Transcriptional Regulation of Antiviral Interferon-Stimulated Genes

Abstract

Interferon-stimulated genes (ISGs) are a group of gene products that coordinately combat pathogen invasions, in particular viral infections. Transcription of ISGs occurs rapidly upon pathogen invasion, and this is classically provoked via activation of the Janus kinase/signal transducer and activator of transcription (JAK-STAT) pathway, mainly by interferons (IFNs). However, a plethora of recent studies have reported a variety of non-canonical mechanisms regulating ISG transcription. These new studies are extremely important for understanding the quantitative and temporal differences in ISG transcription under specific circumstances. Because these canonical and non-canonical regulatory mechanisms are essential for defining the nature of host defense and associated detrimental proinflammatory effects, we comprehensively review the state of this rapidly evolving field and the clinical implications of recently acquired knowledge in this respect.

Keywords: IFN; ISG; transcription.

Figure 1

The Classical Interferon (IFN) Signaling Pathways in Regulating IFN-Stimulated Gene (ISG) Transcription.
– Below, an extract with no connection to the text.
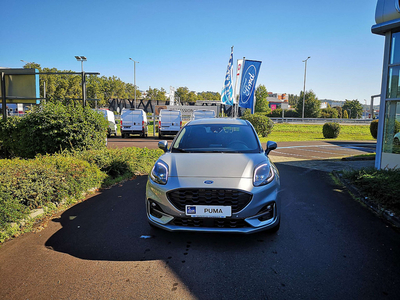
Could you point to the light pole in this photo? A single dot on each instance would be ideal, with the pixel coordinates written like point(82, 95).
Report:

The three different classes of IFNs signal through their corresponding receptor complexes, leading to phosphorylation of preassociated Janus kinases. For type I and III IFNs, the phosphorylated Janus kinase 1 (JAK1) and tyrosine kinase 2 (TYK2) in turn phosphorylate the receptors at specific intracellular tyrosine residues. This leads to the recruitment and phosphorylation of signal transducers and activators of transcription 1 and 2 (STAT1 and STAT2) at specific tyrosine residues. STAT1 and 2 then recruit IRF9 to form the IFN-stimulated gene factor 3 (ISGF3). For type II IFNs, the phosphorylated JAK1 and JAK2 tyrosine kinases phosphorylate the receptors on tyrosines, leading to homodimerization of STAT1. Both ISGF3 and STAT1 homodimers translocate to the nucleus for further phosphorylation at specific serine residues of STAT1, thereby achieving full activation. Consequently, ISGs are transcriptionally activated by binding of ISGF3 and STAT1 homodimers to IFN-stimulated response elements (ISREs) and γ-activated sequence (GAS) promoter elements, respectively. Conversely, specific phosphatases in the nucleus dephosphorylate STAT1 and STAT2 to avoid excessive and detrimental responses.

Figure 2

Transcriptional Regulation of IFN-Stimulated Genes (ISGs) Involves Chromatin Remodeling and Various Coactivators and Corepressors. Upon IFN stimulation, IFN-stimulated gene factor 3 (ISGF3) or STAT1 homodimers bind to ISG promoter regions, recruiting various chromatin remodeling factors and transcriptional coactivators. These factors include the nucleosome remodeling complexes BAF and PBAF, p300/CBP and GCN5 histone acetyltransferase (HAT), histone deacetylase (HDAC), minichromosome maintenance 3 and 5 (MCM3 and MCM5), N-Myc interactor (NMi), and DRIP150 (a subunit of the multimeric mediator coactivator complex). Consequently, the condensed chromatin transforms into a more relaxed structure to facilitate the transcription of ISGs. Conversely, corepressor factors can inhibit ISG transcription either via the facilitation of a closed chromatin configuration or by interfering with the recruitment of STAT1 or ISGF3 to ISG promoters. Abbreviation: Pol II, RNA polymerase II.

Figure 3

Non-canonical Mechanisms Regulating ISG Transcription. Non-canonical mechanisms both within and outside the IFN–JAK–STAT axis are summarized. Together with canonical mechanisms, they coordinately regulate ISG transcription, thus defining cellular defense status against pathogen invasion.